事关益生堂的声誉!好不容易洗净一身臭,这任千智又来泼脏水,林掌柜再也忍不住了。
“大人!益生堂经营六七年,从来没有误诊案例。在益生堂的看诊流程中,即便真出现这种状况,我们也会重新安排大夫,或者重金请京中的名医前去看诊。可是益生堂从未出现任千智说的这种状况。

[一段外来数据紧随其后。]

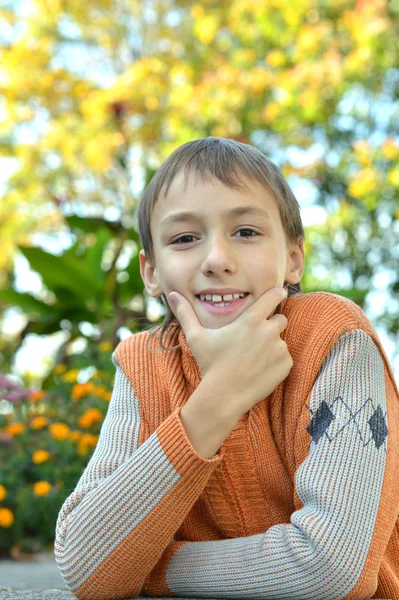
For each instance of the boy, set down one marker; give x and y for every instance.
(256, 454)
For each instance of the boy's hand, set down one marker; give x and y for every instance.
(247, 356)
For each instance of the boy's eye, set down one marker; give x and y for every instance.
(193, 237)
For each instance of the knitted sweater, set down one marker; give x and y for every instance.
(301, 500)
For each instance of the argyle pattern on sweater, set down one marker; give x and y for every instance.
(300, 501)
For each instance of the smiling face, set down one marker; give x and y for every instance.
(247, 252)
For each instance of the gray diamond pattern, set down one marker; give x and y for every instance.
(329, 421)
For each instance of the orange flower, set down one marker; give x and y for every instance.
(87, 441)
(70, 376)
(36, 396)
(15, 429)
(75, 436)
(6, 517)
(40, 456)
(3, 492)
(38, 422)
(105, 347)
(101, 392)
(89, 418)
(59, 431)
(82, 389)
(41, 488)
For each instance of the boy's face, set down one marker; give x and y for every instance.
(218, 254)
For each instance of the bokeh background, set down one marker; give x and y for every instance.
(94, 96)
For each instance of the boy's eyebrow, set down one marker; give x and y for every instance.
(234, 212)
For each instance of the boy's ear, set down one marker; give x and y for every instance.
(149, 276)
(296, 263)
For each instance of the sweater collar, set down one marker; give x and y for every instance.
(189, 364)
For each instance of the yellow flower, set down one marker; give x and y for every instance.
(59, 431)
(82, 389)
(105, 346)
(70, 376)
(41, 488)
(40, 456)
(15, 428)
(36, 396)
(3, 492)
(38, 422)
(6, 517)
(90, 417)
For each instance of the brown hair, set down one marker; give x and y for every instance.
(228, 161)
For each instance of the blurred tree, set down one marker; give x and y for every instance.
(93, 91)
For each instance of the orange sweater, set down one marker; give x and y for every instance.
(301, 500)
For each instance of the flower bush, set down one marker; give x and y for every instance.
(47, 437)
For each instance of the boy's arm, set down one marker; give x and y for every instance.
(129, 501)
(346, 493)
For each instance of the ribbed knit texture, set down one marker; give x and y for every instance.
(301, 501)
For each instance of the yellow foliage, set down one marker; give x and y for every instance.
(205, 28)
(393, 176)
(275, 58)
(271, 112)
(3, 492)
(390, 149)
(181, 95)
(6, 517)
(42, 488)
(90, 418)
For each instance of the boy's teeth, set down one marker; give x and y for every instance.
(218, 298)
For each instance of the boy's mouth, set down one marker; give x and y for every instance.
(221, 301)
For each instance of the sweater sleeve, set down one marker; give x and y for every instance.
(129, 501)
(322, 552)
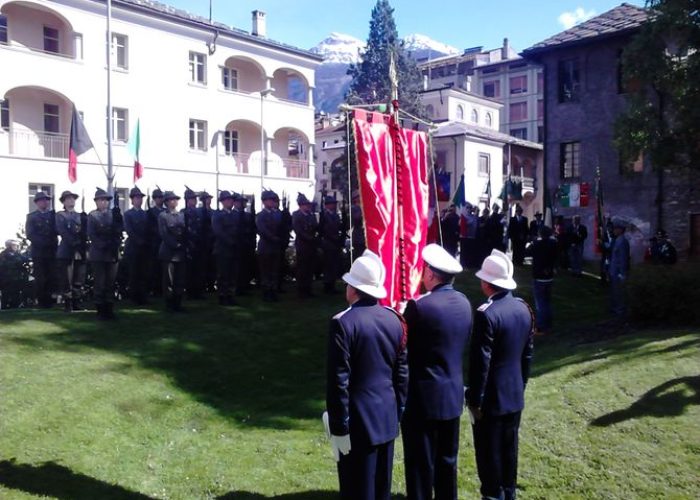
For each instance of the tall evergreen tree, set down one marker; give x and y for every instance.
(370, 77)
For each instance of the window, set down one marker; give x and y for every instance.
(569, 159)
(198, 68)
(120, 124)
(198, 135)
(231, 142)
(35, 188)
(5, 115)
(484, 164)
(51, 40)
(51, 118)
(518, 111)
(492, 89)
(120, 49)
(518, 84)
(229, 78)
(3, 29)
(519, 133)
(569, 80)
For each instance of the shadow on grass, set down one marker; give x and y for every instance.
(666, 400)
(56, 481)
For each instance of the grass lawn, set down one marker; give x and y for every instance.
(225, 403)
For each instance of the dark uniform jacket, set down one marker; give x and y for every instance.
(367, 374)
(305, 228)
(226, 225)
(105, 236)
(439, 326)
(69, 228)
(500, 355)
(41, 232)
(171, 226)
(268, 223)
(137, 230)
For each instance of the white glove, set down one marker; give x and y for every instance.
(341, 443)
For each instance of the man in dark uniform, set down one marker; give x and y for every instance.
(173, 252)
(332, 242)
(367, 381)
(268, 223)
(206, 265)
(518, 232)
(358, 226)
(305, 228)
(137, 249)
(194, 239)
(70, 256)
(41, 232)
(226, 225)
(499, 367)
(105, 232)
(439, 326)
(154, 212)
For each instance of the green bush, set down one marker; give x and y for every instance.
(668, 295)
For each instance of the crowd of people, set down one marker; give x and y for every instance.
(158, 250)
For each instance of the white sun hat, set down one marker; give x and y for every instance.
(367, 275)
(438, 258)
(497, 269)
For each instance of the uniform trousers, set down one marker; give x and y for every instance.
(496, 449)
(365, 472)
(430, 457)
(104, 274)
(71, 277)
(269, 270)
(174, 276)
(43, 270)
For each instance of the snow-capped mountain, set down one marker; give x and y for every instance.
(339, 48)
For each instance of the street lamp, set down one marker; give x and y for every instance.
(263, 150)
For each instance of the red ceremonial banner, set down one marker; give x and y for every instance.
(392, 166)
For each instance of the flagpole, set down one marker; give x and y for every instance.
(110, 118)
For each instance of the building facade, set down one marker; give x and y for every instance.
(214, 103)
(584, 94)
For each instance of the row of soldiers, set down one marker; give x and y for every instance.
(173, 252)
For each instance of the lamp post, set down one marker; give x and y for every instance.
(263, 150)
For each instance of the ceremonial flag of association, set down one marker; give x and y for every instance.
(79, 143)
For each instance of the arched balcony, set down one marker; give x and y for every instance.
(242, 74)
(291, 86)
(40, 29)
(38, 123)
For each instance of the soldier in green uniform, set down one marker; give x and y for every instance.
(70, 256)
(306, 242)
(173, 252)
(41, 232)
(105, 231)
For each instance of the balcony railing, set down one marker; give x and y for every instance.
(34, 144)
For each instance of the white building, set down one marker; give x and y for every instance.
(209, 99)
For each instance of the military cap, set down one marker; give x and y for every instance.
(303, 200)
(41, 196)
(66, 194)
(101, 194)
(226, 195)
(170, 195)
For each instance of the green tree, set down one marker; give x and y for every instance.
(661, 71)
(371, 82)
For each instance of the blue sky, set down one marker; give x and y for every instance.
(460, 23)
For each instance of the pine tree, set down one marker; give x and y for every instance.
(370, 77)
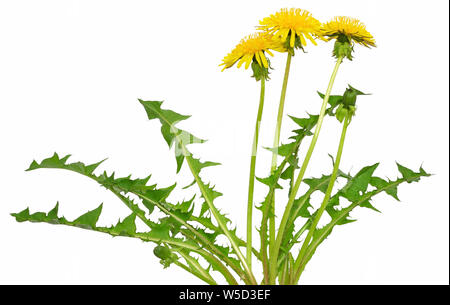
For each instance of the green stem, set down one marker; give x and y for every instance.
(199, 270)
(251, 184)
(276, 141)
(327, 195)
(195, 273)
(286, 214)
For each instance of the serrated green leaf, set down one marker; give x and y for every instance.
(89, 219)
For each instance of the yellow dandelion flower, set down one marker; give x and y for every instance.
(296, 22)
(351, 28)
(252, 47)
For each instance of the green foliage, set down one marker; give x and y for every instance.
(190, 237)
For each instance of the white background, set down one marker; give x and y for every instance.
(70, 76)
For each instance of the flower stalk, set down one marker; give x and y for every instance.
(251, 184)
(276, 142)
(275, 250)
(323, 206)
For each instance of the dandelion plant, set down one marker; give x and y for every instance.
(187, 235)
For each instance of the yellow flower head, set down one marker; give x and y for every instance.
(252, 47)
(351, 28)
(296, 22)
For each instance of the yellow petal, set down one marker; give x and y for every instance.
(241, 61)
(310, 38)
(283, 34)
(302, 40)
(258, 59)
(292, 42)
(247, 64)
(264, 59)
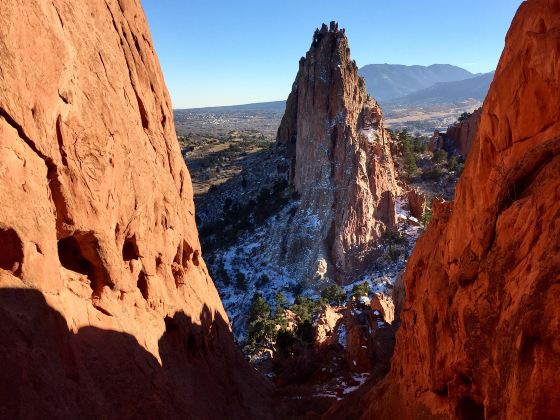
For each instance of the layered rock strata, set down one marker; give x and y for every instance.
(340, 162)
(107, 307)
(481, 323)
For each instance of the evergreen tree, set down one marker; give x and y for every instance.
(334, 295)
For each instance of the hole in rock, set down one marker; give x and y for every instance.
(142, 284)
(130, 249)
(81, 253)
(469, 409)
(11, 250)
(70, 256)
(170, 324)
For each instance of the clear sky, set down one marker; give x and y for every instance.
(226, 52)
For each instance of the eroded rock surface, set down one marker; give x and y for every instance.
(340, 162)
(107, 306)
(480, 325)
(462, 133)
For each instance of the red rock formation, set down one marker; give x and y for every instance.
(480, 333)
(341, 160)
(462, 133)
(107, 307)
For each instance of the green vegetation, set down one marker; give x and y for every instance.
(440, 156)
(427, 216)
(464, 116)
(361, 290)
(432, 174)
(281, 301)
(394, 239)
(262, 328)
(454, 165)
(334, 295)
(243, 217)
(407, 144)
(240, 281)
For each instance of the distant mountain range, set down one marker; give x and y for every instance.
(259, 106)
(445, 93)
(390, 81)
(395, 85)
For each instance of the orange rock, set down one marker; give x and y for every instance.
(341, 163)
(325, 326)
(416, 203)
(462, 133)
(107, 306)
(384, 305)
(480, 332)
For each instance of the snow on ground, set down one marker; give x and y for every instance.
(250, 257)
(341, 386)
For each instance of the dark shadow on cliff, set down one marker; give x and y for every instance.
(47, 371)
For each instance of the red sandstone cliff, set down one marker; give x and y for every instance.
(462, 133)
(341, 163)
(480, 333)
(107, 307)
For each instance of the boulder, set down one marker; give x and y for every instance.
(333, 135)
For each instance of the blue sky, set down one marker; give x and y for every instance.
(225, 52)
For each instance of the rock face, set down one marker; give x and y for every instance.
(107, 307)
(462, 133)
(340, 161)
(480, 333)
(416, 203)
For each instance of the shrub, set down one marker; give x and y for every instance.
(433, 174)
(410, 166)
(453, 165)
(427, 216)
(361, 289)
(261, 333)
(440, 155)
(464, 116)
(281, 302)
(334, 295)
(262, 281)
(240, 281)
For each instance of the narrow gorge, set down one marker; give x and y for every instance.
(339, 285)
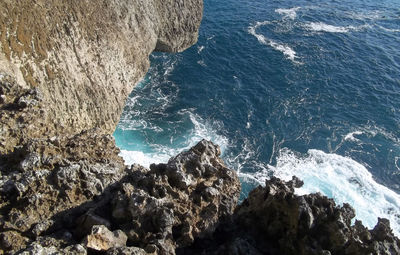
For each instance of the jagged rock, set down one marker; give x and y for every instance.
(38, 249)
(273, 220)
(102, 239)
(127, 251)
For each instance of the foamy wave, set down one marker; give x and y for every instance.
(200, 49)
(389, 29)
(323, 27)
(138, 157)
(341, 178)
(161, 153)
(287, 51)
(288, 13)
(350, 136)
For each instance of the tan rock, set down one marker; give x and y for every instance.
(102, 239)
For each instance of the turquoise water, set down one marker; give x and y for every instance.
(306, 88)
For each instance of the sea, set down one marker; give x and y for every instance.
(306, 88)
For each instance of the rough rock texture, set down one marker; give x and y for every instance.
(68, 66)
(273, 220)
(102, 239)
(156, 210)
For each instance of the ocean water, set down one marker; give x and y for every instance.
(305, 88)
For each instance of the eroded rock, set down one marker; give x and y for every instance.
(102, 239)
(273, 220)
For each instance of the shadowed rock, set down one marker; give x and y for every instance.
(273, 220)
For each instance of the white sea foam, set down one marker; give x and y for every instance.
(350, 136)
(341, 178)
(288, 13)
(200, 49)
(161, 153)
(201, 62)
(287, 51)
(323, 27)
(392, 30)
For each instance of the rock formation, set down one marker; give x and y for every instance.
(66, 69)
(273, 220)
(68, 66)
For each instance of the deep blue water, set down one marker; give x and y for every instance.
(306, 88)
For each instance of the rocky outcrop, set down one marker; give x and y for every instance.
(273, 220)
(66, 68)
(75, 208)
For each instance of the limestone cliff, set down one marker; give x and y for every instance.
(68, 66)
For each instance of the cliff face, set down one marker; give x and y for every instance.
(68, 66)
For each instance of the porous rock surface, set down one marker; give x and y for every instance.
(66, 69)
(68, 66)
(273, 220)
(100, 206)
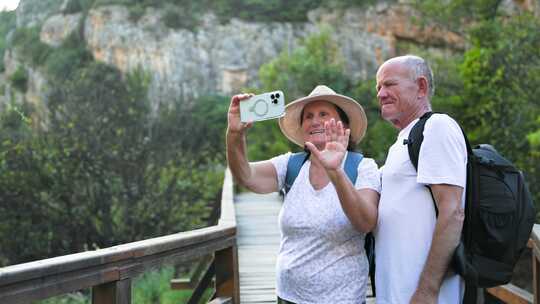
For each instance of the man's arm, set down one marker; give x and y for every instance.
(259, 177)
(445, 240)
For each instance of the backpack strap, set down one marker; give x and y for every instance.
(293, 168)
(414, 142)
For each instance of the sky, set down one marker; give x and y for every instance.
(8, 4)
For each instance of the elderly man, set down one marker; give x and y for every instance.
(414, 245)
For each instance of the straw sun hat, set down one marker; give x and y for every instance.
(290, 123)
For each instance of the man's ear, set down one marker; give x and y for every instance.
(423, 88)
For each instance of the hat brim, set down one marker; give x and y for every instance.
(290, 122)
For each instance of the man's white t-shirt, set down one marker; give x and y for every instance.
(321, 257)
(407, 217)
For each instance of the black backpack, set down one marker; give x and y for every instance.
(499, 215)
(352, 161)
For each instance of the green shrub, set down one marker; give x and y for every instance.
(72, 7)
(7, 23)
(19, 79)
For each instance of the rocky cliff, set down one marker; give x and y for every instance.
(217, 57)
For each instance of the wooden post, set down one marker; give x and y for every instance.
(227, 277)
(536, 279)
(117, 292)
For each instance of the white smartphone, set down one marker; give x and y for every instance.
(262, 107)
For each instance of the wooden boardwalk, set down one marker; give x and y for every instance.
(258, 244)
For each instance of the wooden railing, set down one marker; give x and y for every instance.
(510, 293)
(109, 272)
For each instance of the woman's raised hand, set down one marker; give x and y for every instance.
(337, 139)
(233, 116)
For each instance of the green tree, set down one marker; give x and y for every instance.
(317, 60)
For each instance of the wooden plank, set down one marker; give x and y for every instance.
(536, 273)
(258, 244)
(221, 300)
(117, 292)
(511, 294)
(227, 276)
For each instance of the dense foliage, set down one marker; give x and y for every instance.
(318, 60)
(7, 23)
(492, 88)
(107, 169)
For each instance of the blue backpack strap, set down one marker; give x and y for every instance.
(294, 165)
(351, 165)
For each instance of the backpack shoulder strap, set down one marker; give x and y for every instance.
(351, 165)
(416, 137)
(296, 160)
(414, 142)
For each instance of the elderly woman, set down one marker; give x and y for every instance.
(324, 217)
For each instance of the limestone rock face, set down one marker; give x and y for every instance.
(221, 58)
(58, 27)
(216, 58)
(34, 12)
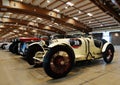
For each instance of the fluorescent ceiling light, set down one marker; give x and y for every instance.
(79, 12)
(1, 26)
(48, 1)
(25, 32)
(39, 18)
(89, 14)
(20, 34)
(70, 4)
(76, 18)
(56, 10)
(50, 25)
(34, 30)
(66, 7)
(6, 16)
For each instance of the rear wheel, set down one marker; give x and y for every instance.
(58, 61)
(31, 51)
(108, 54)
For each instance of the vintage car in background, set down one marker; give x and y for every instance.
(63, 53)
(32, 49)
(19, 44)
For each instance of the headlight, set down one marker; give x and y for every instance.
(75, 43)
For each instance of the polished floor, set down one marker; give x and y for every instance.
(14, 70)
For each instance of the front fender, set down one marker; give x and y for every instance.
(105, 46)
(55, 44)
(34, 43)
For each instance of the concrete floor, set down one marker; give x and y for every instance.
(14, 70)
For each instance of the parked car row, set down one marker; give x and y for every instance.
(59, 53)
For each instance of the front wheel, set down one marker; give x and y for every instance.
(108, 54)
(58, 61)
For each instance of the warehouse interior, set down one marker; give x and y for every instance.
(36, 18)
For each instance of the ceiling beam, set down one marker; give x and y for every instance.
(107, 9)
(116, 2)
(18, 7)
(26, 23)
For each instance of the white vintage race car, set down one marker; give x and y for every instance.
(62, 54)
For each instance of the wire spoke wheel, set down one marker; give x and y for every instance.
(108, 54)
(60, 62)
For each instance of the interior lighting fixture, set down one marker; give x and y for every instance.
(6, 16)
(34, 30)
(89, 22)
(66, 7)
(79, 12)
(39, 18)
(1, 26)
(48, 1)
(70, 4)
(26, 33)
(50, 25)
(116, 34)
(76, 18)
(20, 34)
(101, 25)
(89, 14)
(56, 10)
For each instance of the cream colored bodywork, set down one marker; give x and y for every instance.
(81, 53)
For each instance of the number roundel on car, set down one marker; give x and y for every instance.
(75, 43)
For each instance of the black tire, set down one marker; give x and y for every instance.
(57, 66)
(15, 49)
(3, 46)
(108, 54)
(11, 47)
(30, 53)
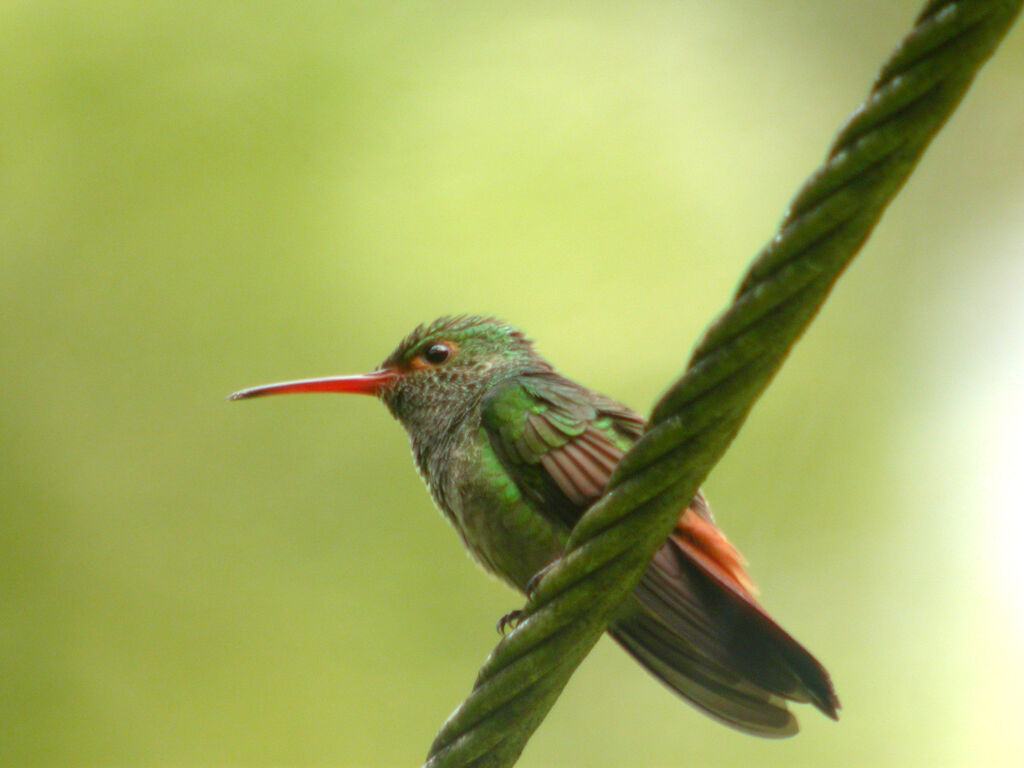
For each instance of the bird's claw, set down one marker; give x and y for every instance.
(510, 621)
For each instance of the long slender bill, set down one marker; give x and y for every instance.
(364, 384)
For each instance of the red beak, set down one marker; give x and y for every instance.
(371, 383)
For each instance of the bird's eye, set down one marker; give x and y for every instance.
(437, 353)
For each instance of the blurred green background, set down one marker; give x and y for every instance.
(198, 197)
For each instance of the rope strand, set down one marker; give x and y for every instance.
(695, 421)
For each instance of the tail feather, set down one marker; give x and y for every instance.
(715, 690)
(697, 627)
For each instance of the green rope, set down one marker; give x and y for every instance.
(698, 417)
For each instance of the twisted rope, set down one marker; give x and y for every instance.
(695, 421)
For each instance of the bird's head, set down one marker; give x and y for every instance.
(438, 372)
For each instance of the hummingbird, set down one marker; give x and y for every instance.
(513, 454)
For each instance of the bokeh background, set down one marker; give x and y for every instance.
(198, 197)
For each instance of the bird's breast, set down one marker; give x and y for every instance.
(500, 527)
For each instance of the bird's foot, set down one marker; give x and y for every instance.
(510, 621)
(535, 581)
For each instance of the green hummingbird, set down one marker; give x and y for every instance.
(513, 454)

请大人明察!切不可听信小人诋毁之言!”
任千智只觉脊背发凉,回身正看到云树一双眸子深墨如冰,冷厉的刮在他的身上。这一刻他才意识到,他是轻敌了!这个云东家,绝不只是空有一副好皮囊!即便这事今天糊弄过去,来日这个云东家也绝不会放过万世明!或者,也不会放过他!
韩聚不理会林掌柜的话,让任千智继续交代。
任千智硬着头皮抗下所有的事。为了增强事情的可信度,他还交代了月桂巷,也就是刚才群殴的地方,那个炮制毒半夏的小作坊。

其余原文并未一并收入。